Solving an algebraic-differential equation

I cannot find the relevant part in the documentation. Maybe you have a quick solution to my problem.

Background

Sometimes you want to propagate in time some system of ODEs, but not all the variables are needed. Think of a matrix Schrödinger equation. Let us say, a sum of squares of unknown functions is desired. One may still solve ODEs of interest, then build the desired observable. But this is also an ideal case for an algebraic-differential solver. One just need to propagate everything, but having only the observable as an output.

My problem is the following messages

NDSolve::mconly: For the method IDA, only machine real code is available. Unable to continue with complex values or beyond floating-point exceptions. NDSolve::icfail: Unable to find initial conditions that satisfy the residual function within specified tolerances. Try giving initial conditions for both values and derivatives of the functions. 

Minimal working example

h[t_]:={{1,1,5},{1,2,I},{5,-I,3}} o={{0,0,5},{0,0,0},{5,0,0}} dim=3; vars=y[#]&/@Range[dim]; varsT=y[#][t]&/@Range[dim]; eqs=MapThread[Equal,{-I D[varsT,t],h[t].varsT}]; y0={0,1,0}; ics=MapThread[Equal,{y[#][0]&/@Range[dim],y0}; r=NDSolve[Join[eqs,ics],vars,{t,0,10}]//First; 

As the result we get some oscillating functions, an observable can be easily computed and plotted

ψ=vars/.r oT=Sum[Conjugate[ψ[[i]][t]]o[[i,j]]ψ[[j]][t],{i,dim},{j,dim}]; Plot[oT,{t,0,10}] 
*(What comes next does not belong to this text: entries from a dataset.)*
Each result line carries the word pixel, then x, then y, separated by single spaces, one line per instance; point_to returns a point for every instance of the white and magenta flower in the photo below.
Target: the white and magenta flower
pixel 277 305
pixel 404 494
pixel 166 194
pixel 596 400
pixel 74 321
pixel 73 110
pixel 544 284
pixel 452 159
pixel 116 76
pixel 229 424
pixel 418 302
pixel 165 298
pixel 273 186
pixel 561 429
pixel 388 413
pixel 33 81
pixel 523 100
I want to avoid post-processing to evaluate the observable oT.

Minimal not working example

Instead of evaluating the observable after solving ODEs, let us propagate it along with the unknowns. We add one additional algebraic equation and the respective initial condition

eqA={τ[t]==Sum[Conjugate[y[i][t]]o[[i,j]]y[j][t],{i,dim},{j,dim}]}; icA={τ[0]==0}; 

However, this fails with the error messages above

NDSolve[Join[eqs,eqA,ics,icA],τ,{t,0,10}] 

What can be done here? I am not even sure the initial condition icA for the auxiliary variable τ is needed.